Myanmar traders worry COVID-19 outbreak in Muse will hinder China trade
2022.02.17 -- Traders at the Chinese border in Myanmar are concerned that a resurgence of COVID-19 in the country could once again shut down border trade.
More than 30 people tested positive for the virus inside the 105 Mile Border Trade Zone, centered around the town of Muse, between Feb. 11 and 17.
Traffic increased between those dates and so did COVID testing, which may be behind the recent case surge, Kyaw Than, the chairman of the locally based Parami Social Aid Organization, told RFA's Myanmar Service.
"Before, very few vehicles were coming in and the screening and testing for COVID-19 was also not very extensive. As far as I know, the incoming vehicles really increased only after the 11th," said Kyaw Than.
"The testing and screening became more common later. I think that's why they found more infected people," he said. "They are more focused on testing the truck drivers and helpers now."
Positive cases are treated at a 1,000-bed COVID treatment center in the zone, Kyaw Than said.
Perishable goods are now sold at a huge loss because the traders are worried that Chinese authorities might shut down border traffic due to the resurgence of the virus, Sai Khin Maung, a fruit trader, told RFA.
"There are several restrictions to get to China side. We have to spray sanitizer on the cargo and wait for 24 hours. Then it has to keep another 48 hours on China side," he said.
"It takes several steps. They might shut down the border if the number of positive cases spike on the Myanmar side. This is not predictable, but we are already losing money on certain items and dealing with additional expenses," he said.
Myanmar's chief exports to China include rice, beans, corn, sugar, fish paste and dried fish.
Many trucks filled with corn are stuck on the Myanmar side of the border, Khun Min Thant, a corn trader, told RFA.

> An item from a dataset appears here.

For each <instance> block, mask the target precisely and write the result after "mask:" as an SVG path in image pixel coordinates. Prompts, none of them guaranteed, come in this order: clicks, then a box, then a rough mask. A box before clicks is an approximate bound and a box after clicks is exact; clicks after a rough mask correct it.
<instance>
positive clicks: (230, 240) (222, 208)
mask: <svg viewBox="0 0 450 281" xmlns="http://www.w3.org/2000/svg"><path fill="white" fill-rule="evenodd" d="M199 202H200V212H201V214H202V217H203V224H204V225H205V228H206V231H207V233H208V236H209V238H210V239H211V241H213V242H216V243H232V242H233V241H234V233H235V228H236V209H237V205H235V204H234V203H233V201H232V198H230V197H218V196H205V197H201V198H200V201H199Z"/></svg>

"There is a quota for corn... The Chinese government permits only so much corn imports. Corn simply cannot be easily exported like other commodities," Khun Min Thant said.
"Usually, they issue trading permits in June and August, but last year they started issuing them in October due to the pandemic. At that time the border gates were closed, and by the time the gates were opened, the permits expired," he said.
Chinese authorities extended the expiration dates of the permits after heavy lobbying by the trading companies.
"Our company alone has 7,000 tons of corn. So far, only 1,000 tons have been sent. There is corn from other companies," Khun Min Thant said.
A Myanmar trader in Wanding on the Chinese side of the border told RFA Feb. 15 that the town has been under lockdown after Chinese authorities found an infected patient there. The lockdown order was lifted Thursday morning. The trader said the case shows the steps China is willing to take to contain the virus.
China shut down all the border gates on July 8, 2021, during the pandemic, blocking all border traffic.
Translated by Ye Kaung Myint Maung. Written in English by Eugene Whong.